Committee hears bill to update Washington State Housing Finance Commission’s authority
Get AI-powered insights, summaries, and transcripts
SubscribeSummary
A Capital Budget Committee hearing on Substitute House Bill 2236 outlined statutory updates that would let the Washington State Housing Finance Commission make direct loans for multifamily gap financing, extend bond counsel terms, remove some notification and plan requirements, and clarify the commission is not a retail mortgage lender.
The Capital Budget Committee opened a public hearing on Substitute House Bill 2236, a bill to modernize the Washington State Housing Finance Commission’s statute and expand its financing tools for affordable housing.
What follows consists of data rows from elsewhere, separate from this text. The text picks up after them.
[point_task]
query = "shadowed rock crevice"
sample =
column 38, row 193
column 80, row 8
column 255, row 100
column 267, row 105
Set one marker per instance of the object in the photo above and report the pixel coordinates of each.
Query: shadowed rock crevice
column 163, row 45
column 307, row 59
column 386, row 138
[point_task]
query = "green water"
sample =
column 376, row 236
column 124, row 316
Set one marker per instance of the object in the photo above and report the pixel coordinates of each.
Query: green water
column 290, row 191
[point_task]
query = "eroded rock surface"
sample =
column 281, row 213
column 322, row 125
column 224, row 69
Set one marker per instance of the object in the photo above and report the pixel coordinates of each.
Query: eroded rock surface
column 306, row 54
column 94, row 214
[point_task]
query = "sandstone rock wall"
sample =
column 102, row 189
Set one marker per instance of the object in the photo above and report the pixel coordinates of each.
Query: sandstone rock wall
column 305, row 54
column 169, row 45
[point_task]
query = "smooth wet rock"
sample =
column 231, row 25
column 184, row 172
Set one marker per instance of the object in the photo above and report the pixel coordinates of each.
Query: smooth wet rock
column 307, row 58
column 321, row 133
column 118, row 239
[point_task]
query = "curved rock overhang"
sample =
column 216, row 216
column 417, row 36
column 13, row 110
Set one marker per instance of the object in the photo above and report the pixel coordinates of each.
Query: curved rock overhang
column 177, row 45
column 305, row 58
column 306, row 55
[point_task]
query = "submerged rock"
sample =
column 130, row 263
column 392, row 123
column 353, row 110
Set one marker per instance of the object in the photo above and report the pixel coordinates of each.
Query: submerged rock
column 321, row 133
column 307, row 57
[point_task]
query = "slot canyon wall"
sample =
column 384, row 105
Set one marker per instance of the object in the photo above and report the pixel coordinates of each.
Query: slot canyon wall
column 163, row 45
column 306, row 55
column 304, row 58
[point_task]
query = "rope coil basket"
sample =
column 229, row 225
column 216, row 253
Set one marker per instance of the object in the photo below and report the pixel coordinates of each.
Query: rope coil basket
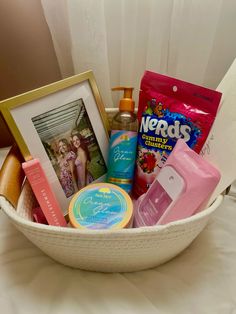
column 123, row 250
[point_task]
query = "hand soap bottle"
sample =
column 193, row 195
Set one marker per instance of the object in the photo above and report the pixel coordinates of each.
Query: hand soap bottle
column 123, row 142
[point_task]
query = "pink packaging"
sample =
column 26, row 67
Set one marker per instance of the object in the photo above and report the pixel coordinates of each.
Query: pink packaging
column 169, row 109
column 43, row 192
column 182, row 187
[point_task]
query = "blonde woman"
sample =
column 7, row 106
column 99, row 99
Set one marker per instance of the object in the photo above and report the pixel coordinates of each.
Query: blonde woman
column 66, row 162
column 82, row 160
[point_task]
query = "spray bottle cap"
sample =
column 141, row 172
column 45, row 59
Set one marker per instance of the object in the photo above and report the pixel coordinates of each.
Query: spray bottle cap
column 126, row 103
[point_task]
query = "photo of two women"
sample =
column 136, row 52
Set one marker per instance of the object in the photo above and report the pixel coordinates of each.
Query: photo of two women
column 71, row 145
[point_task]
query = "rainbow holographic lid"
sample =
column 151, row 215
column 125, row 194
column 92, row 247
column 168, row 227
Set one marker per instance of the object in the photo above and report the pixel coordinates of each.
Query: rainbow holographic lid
column 101, row 206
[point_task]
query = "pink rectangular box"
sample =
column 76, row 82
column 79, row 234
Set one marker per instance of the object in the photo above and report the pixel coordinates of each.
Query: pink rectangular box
column 43, row 192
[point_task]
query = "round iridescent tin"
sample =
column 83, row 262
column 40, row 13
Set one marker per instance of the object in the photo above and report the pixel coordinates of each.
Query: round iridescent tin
column 101, row 206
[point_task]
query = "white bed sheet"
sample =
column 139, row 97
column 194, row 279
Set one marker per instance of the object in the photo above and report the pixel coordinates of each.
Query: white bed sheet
column 200, row 280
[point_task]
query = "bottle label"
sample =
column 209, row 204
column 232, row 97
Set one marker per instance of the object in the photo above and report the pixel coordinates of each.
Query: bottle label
column 122, row 156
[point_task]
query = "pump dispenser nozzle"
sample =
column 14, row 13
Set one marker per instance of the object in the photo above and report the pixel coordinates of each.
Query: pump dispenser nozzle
column 126, row 103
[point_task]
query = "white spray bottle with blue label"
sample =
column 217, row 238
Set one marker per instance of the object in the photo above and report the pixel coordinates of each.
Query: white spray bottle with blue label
column 123, row 142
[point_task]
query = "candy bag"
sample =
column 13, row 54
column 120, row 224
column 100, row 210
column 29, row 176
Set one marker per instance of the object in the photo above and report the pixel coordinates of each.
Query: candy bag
column 169, row 109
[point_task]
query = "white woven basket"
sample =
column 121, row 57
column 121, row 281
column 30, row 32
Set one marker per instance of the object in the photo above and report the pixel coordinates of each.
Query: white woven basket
column 107, row 251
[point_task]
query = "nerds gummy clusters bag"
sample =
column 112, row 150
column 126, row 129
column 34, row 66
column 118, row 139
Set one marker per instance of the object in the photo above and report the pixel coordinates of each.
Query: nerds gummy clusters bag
column 169, row 109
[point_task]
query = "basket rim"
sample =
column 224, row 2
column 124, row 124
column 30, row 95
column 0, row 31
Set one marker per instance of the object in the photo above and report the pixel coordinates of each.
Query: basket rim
column 11, row 213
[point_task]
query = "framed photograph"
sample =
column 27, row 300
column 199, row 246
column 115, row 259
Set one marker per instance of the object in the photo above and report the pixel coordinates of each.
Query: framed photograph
column 65, row 126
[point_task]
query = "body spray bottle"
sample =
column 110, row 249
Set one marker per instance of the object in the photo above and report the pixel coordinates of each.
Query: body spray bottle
column 123, row 142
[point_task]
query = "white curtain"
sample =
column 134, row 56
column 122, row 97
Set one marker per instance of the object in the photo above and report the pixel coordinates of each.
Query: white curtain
column 192, row 40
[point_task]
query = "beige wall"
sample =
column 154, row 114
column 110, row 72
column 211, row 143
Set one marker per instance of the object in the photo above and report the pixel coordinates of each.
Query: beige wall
column 27, row 56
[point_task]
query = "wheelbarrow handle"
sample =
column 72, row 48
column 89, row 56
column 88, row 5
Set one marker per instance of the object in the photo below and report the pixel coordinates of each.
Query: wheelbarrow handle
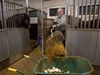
column 26, row 56
column 15, row 70
column 12, row 69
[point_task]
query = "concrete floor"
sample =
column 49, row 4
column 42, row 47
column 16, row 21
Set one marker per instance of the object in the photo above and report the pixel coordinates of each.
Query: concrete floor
column 27, row 66
column 24, row 65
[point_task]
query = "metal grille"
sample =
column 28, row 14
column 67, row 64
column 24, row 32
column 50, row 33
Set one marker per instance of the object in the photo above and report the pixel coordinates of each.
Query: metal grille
column 83, row 14
column 8, row 10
Staff described a package of changes that would authorize the Commission to make mortgage loans directly to borrowers for multifamily (non-owner) housing projects, extend bond counsel terms from two to four years, remove a requirement to notify the state finance committee before issuing bonds, and repeal two statutory requirements including the dormant housing finance program and a mandated housing finance plan.
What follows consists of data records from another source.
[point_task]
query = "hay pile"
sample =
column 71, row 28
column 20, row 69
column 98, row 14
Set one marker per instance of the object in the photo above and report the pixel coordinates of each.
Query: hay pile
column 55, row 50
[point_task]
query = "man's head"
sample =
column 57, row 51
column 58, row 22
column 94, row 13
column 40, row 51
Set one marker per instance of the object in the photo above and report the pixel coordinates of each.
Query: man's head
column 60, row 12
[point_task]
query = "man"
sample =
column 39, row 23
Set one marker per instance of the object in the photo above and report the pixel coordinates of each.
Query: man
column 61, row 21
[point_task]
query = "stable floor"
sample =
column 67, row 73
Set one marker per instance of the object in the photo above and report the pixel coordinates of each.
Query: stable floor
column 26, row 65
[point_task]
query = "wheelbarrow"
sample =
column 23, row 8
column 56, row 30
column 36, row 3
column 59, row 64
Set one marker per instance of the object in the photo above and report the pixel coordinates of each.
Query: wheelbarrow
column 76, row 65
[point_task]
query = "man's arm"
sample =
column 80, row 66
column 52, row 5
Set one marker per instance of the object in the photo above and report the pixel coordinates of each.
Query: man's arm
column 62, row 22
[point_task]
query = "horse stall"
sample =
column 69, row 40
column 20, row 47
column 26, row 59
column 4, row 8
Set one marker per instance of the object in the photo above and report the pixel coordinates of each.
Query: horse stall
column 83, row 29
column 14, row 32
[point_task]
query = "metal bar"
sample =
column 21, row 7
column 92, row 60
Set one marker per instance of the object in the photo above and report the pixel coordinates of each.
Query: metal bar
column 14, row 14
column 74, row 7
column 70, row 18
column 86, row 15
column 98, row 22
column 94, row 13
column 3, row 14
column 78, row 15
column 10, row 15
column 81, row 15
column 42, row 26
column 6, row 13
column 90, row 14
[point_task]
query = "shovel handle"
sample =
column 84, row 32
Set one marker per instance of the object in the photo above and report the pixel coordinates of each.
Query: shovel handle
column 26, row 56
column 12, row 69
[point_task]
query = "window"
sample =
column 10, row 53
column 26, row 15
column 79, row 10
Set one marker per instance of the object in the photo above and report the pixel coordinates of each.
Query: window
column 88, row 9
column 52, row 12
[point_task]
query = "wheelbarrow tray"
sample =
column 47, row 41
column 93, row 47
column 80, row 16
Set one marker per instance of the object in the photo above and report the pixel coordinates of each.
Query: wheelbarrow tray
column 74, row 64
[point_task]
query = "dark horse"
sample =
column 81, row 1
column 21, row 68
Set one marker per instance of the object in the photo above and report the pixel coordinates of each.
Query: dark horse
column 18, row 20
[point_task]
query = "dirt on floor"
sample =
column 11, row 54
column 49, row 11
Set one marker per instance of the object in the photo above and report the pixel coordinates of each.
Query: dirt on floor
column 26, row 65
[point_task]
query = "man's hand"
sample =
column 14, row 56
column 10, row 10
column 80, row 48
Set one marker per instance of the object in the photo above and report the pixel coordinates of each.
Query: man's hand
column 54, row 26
Representative Janice Son, the bill sponsor, said the updates are intended to "update and modernize their statute" and stressed the bill includes clarifying language that the Commission is not intended to "function as a retail mortgage lender and is not authorized to compete with private financial institutions in originating mortgage loans to individual home buyers." She said banking partners welcomed that clarification.
Steve Walker, Executive Director of the Washington State Housing Finance Commission, told the committee the Commission was created by the Legislature in 1983 and that its debt is separate from state debt. Walker said the Commission’s core functions — issuing bonds and allocating federal low-income housing tax credits — would remain unchanged but that the bill would give the Commission additional tools to provide gap financing for shovel-ready multifamily projects and to support smaller starter-home projects not suited to large bond or tax-credit financing. Walker noted the fiscal note shows no state operating or capital budget impact because the Commission is not a budgeted state entity.
Committee members asked about how higher interest rates affect financing and whether new products such as a proposed 50-year mortgage would materially change homeownership opportunities. Walker and staff responded that higher interest rates are affecting construction costs and that down-payment assistance and targeted gap financing are the most effective levers to "right-size" mortgages to household incomes. Committee members also pressed for equity protections; staff and Commission representatives described existing down-payment programs (including the Covenant Homeownership Program) and said those programs are being informed by work with the Black Home Initiative and other community partners.
The hearing included technical questions but no committee vote on SHB 2236. The chair closed the SHB 2236 hearing and moved to other agenda items. The bill will remain under consideration pending any amendments and further committee action.